Top
 

Get Useful Forms

Free Forms

This is a collection of forms and papers you may find handy in dealing with your landlord.
They are in Adobe PDF format for your convenience. Click the button and save the form.

You are so used to renting where things don’t work that you may think that your place is in good condition. Think again. Here’s a checklist of things that may be wrong with your place that maybe you’ve forgotten or overlooked. The items come from the statutes and local ordinances, so they are all official “defects” in your place. The list is not exclusive -there may be more, but this will at least get you started.

The landlord wants their rent on time, but you’re entitled to a decent place to live before he can even demand the rent. If you plan to withhold rent, repair and deduct, or sue the landlord for failing to give you your money’s worth, having a list to work from is the key to your presentation in court, and your taking effective legal action. Share the list with your neighbors. Group action is better than individual action. If you have problems, they probably do too, but they thought they were the only ones.

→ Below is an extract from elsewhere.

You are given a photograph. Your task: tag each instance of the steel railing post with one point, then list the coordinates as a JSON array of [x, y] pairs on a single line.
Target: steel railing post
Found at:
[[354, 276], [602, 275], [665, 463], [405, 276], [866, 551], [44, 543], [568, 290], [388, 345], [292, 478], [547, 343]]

Following through on your Habitability Checklist, taking action to fix some of the problems would be a next step. Even if the lease says you can’t do it without the landlord’s permission, or the landlord says you have to use his people to make repairs, it ain’t so. You have the legal right to fix things that the landlord won’t fix under Civil Code 1942, and take it out of your next rent check. Read the section on Repairs on this website, and spend up to one month’s rent twice in a row, legally. Here’s the form to help you keep track of it. It is also useful when suing the landlord for breach of contract.

If you have an unexpired lease, but need to get out, the landlord’s failure to fix even minor things provides your legal reason to end the tenancy and own no rent after the day you leave, even if the lease says otherwise. The landlord will often try to con you into thinking that he won’t LET you out of your lease unless you pay him some money, or that you’ll still owe money until he finds another tenant. The law says otherwise. You have the right to end your tenancy in this way. Use the wording and style of this letter as your template for the letter you write. Not everything applies to your situation, but it’s there for you to copy into your own letter.

If you have a month-to-month tenancy, you only need to give 30 days’ notice that you are moving [even if the landlord has to give 60 days’ notice], and you can give the notice at any time, not just on the beginning of the month. The notice MUST be in writing – a simple oral notice, text, or email is not good enough. You can mail it to the landlord, fax it, or personally deliver it. You pay rent prorated [1/30th of the month’s rent per day] for the end of the last month. If you paid a “last month’s rent” [not security deposit], then you can apply that to cover the unpaid rent for the end of your tenancy.

Some landlords don’t get it. They rent you the place, but then think they can come in any time to do whatever they want. They can’t. It’s trespassing. There is a law here, Civil Code 1954, and even they have to follow the law. This notice shows them that you mean business. You can tone it down, as appropriate, but some resident managers, property managers, and mom and pop landlords only seem to respond to strong positions, due to their reptilian heritage. You can use this for the intruding landlord or manager, repairmen, real estate agents, and others who don’t respect your rights or privacy.

Here’s where you have one roommate moving out and a new one coming in, and you need to square away the landlord’s permission and security deposit issues. This is not where you are subleasing to the new roommate, but where they have an equal right to the other roommates, and one cannot evict the other.

After you have moved out, or been evicted, the property left behind is not lost. It is still yours, but you need to get it. The landlord CAN store it in place and charge you the daily rental value of the place, or CAN move it into a storage facility and charge you the reasonable cost of moving and storage as a condition of getting your property back. The landlord is liable for the property against theft or damage as a “bailee for hire,” just like Bekins. Generally, the landlord will just let you get your property without a hassle, happy not to have to do it himself, but sometimes you need to take legal steps to avoid losing your stuff. If you do nothing, the landlord COULD declare it abandoned and either dispose of it in any fashion if the value is reasonably $300 or less, or auction it off at a public auction. This notice is the one required by law to be given to get you property back if the landlord is trying to give you a hard time. If you claim the property within 2 days of vacating, the landlord CANNOT charge you money as a condition of releasing it to you.